Masters 2018: Tiger Woods' Nike Add Why We Care


After struggling with debilitating back pain that threatened to shut down his career, Tiger Woods seemed to enter this year's masters - his first appearance since 2015 - a happy, rehabilitated man.  He has been quoted saying how he was just happy to be playing again.  The new Tiger would smile and enjoy the ride. 

Ask Tiger what the main golf of his back fusion surgery was and he'd undoubtedly say it was more about living a pain-free life than making a better golf swing.  And Woods said Tuesday that he had no expectations that his post-surgery speed would be what it was when he was in his physical prime.  

But the new numbers tell an interesting story.  Woods is consistently swinging his driver at more than 120 miles per hour - a speed that puts him up near the top on the Tour.  How has Woods been able to get his speed back despite losing felxibility and torque between his upper and lower body? 

The TIger Woods NIKE Ad

The first time Tiger Woods got his very own green sport coat was 21 years ago.  The 1997 Masters was Wood's first major tournament win, and it put him on the path to becoming one of hte most famous athletes of all time. 

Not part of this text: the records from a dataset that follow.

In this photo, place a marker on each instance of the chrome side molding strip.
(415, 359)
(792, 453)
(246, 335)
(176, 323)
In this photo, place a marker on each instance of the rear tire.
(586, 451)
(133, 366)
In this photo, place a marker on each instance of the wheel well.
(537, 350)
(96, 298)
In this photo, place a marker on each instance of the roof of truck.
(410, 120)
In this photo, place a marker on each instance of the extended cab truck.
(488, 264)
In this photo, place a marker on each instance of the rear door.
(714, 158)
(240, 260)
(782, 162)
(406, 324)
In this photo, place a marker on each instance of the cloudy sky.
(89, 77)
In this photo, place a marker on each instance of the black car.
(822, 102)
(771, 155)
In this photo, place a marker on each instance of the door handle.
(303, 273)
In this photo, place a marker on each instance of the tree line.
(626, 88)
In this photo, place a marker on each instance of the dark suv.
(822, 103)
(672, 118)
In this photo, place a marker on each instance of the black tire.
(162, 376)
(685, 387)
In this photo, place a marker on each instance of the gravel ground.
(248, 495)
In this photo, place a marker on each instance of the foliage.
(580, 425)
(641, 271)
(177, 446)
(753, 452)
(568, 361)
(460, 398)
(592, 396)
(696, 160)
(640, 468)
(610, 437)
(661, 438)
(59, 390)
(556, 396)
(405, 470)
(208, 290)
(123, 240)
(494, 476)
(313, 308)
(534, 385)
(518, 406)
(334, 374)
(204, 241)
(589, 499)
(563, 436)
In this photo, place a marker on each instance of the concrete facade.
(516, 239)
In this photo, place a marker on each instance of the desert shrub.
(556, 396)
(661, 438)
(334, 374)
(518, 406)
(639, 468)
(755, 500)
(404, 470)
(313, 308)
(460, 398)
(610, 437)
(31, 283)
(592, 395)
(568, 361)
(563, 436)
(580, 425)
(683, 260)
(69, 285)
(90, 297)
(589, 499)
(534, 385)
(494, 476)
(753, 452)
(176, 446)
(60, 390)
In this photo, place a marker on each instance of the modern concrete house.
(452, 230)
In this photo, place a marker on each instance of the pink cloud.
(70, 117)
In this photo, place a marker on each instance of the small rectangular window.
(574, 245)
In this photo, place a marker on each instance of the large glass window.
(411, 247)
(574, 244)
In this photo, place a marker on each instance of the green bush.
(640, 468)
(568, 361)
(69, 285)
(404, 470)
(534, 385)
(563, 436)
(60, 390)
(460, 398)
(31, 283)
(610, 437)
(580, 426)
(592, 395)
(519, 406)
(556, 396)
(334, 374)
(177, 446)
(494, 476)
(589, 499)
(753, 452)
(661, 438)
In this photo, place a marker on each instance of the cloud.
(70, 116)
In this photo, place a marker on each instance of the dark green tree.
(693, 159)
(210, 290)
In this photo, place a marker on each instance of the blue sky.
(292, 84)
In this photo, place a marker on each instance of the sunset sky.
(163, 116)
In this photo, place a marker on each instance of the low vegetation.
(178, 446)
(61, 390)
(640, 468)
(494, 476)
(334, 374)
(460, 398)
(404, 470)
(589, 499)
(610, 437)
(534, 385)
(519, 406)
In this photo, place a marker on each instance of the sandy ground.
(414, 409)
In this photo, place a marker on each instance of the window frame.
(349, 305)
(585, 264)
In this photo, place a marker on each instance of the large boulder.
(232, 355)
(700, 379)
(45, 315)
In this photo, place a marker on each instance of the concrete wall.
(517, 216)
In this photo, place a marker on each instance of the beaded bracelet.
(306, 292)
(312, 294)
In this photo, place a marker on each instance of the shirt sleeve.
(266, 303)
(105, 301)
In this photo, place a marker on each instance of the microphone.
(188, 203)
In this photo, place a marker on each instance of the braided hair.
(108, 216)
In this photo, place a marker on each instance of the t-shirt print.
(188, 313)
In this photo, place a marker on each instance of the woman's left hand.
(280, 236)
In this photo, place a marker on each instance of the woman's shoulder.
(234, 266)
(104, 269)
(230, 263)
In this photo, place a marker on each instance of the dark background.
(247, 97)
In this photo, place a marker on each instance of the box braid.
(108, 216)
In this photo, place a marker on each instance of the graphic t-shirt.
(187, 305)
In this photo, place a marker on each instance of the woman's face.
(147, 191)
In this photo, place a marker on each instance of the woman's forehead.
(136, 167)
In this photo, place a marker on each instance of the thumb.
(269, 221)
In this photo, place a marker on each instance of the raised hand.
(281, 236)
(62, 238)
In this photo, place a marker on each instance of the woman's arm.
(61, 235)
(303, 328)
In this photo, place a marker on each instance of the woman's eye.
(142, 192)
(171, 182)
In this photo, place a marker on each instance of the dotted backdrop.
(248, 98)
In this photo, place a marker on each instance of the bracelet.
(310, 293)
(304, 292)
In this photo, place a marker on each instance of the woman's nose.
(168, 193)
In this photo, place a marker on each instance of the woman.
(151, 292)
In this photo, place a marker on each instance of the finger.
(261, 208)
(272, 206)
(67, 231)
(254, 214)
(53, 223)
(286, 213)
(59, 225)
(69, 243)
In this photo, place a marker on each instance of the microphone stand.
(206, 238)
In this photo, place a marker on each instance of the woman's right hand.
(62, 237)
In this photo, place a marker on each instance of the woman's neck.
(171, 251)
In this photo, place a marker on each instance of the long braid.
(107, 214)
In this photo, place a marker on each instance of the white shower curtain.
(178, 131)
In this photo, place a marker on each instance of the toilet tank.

Of course, it didn't hurt that he'd been winning at every level and on TV swinging a golf club since hew as practically in diapers - a fact this new ad illustrates with five-year-olf Tiger atop Fran Tarkenton's knee on ABC's That's Incredible

With the improved results (thanks to a little spinal fusion surgery), the slightly improved public image, and the huge TV ratings boost his comeback has given the networks, a Nike ad for the sports most prestigious tournament seems inevitable. 

The spot harks back to Tiger's glory days, then the signal gets interrupted, not with nagging injury or a hookers-on-a-plane PR disaster, but just a simple "Please Stand By" before we jump right up to the feel-good career reboot.  In many ways, this ad is a perfect manifestation of many fans' view of Woods, ignoring the flaws of the man, to celebrate and rebuild the myth.